Out of the 11,000 Christa was chosen with Barbara Morgan as her backup. They both took a year absence from teaching in order to train for the mission. Christa was prepared to conduct basic science experiments in the fields of chromatography, hydroponics, magnetism, and Newton's laws. She was also going to conduct two 15 minute classes from space, including a tour of the spacecraft called "The Ultimate Field Trip" along with a lesson about the benefits of space travel called "Where We've Been, Where We're Going, Why". Her lessons were going to be broadcast to millions of schoolchildren via closed-circuit TV.

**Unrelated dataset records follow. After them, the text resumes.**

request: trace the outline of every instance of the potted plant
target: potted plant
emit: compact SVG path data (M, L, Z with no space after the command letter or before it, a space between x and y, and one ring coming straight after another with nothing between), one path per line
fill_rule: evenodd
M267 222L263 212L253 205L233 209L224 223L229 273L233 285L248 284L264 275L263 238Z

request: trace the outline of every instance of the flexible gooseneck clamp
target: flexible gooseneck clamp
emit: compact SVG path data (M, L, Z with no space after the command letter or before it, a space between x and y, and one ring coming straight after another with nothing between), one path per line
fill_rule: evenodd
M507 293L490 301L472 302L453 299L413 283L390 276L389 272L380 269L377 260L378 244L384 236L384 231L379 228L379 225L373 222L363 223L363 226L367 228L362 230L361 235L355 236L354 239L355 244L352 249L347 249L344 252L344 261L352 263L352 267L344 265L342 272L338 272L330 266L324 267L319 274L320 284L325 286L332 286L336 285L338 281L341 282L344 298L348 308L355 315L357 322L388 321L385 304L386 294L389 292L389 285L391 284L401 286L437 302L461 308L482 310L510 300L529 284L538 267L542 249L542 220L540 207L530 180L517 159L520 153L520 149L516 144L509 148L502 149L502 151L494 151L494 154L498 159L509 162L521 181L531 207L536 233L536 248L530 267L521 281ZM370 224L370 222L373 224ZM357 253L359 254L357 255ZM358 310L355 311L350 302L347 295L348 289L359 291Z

Survived by her husband, son and daughter, parents, and 4 siblings Christa was buried at Blossom Hill Cemetery in Concord, New Hampshire, and mourned by the world. She has been honored and memorialized with the Christa McAuliffe Planetarium/McAuliffe-Shepard Discovery Center in Concord, the Christa McAuliffe Residential Community building at Bowie State University, a crater on the moon named McAuliffe, an asteroid named 3352 McAuliffe, and a crater on Venus named McAuliffe by the Soviet Union. There have been 40 schools around the world named after her, including the McAuliffe Space Education Center in Pleasant Grove, Utah.
Scholarships and other events have been established in her memory. The Christa McAuliffe Technology Conference has been held in Nashua, New Hampshire, ever year since 1986, and is devoted to the use of technology in all aspects of education. The Nebraska McAuliffe Prize honors a Nebraska teacher each year for coverage and excellence in education. Grants in her name, honoring innovative teachers are provided by American Association of State Colleges and Universities and the National Council for the Social Studies. Christa's parents, Edward and Grace Corrigan, worked with Framingham State College to establish the McAuliffe Center for Education.
On July 23, 2004, Christa and all the other 13 astronauts lost in both the Challenger and Columbia disasters were posthumously awarded the Congressional Space Medal of Honor by President George W. Bush.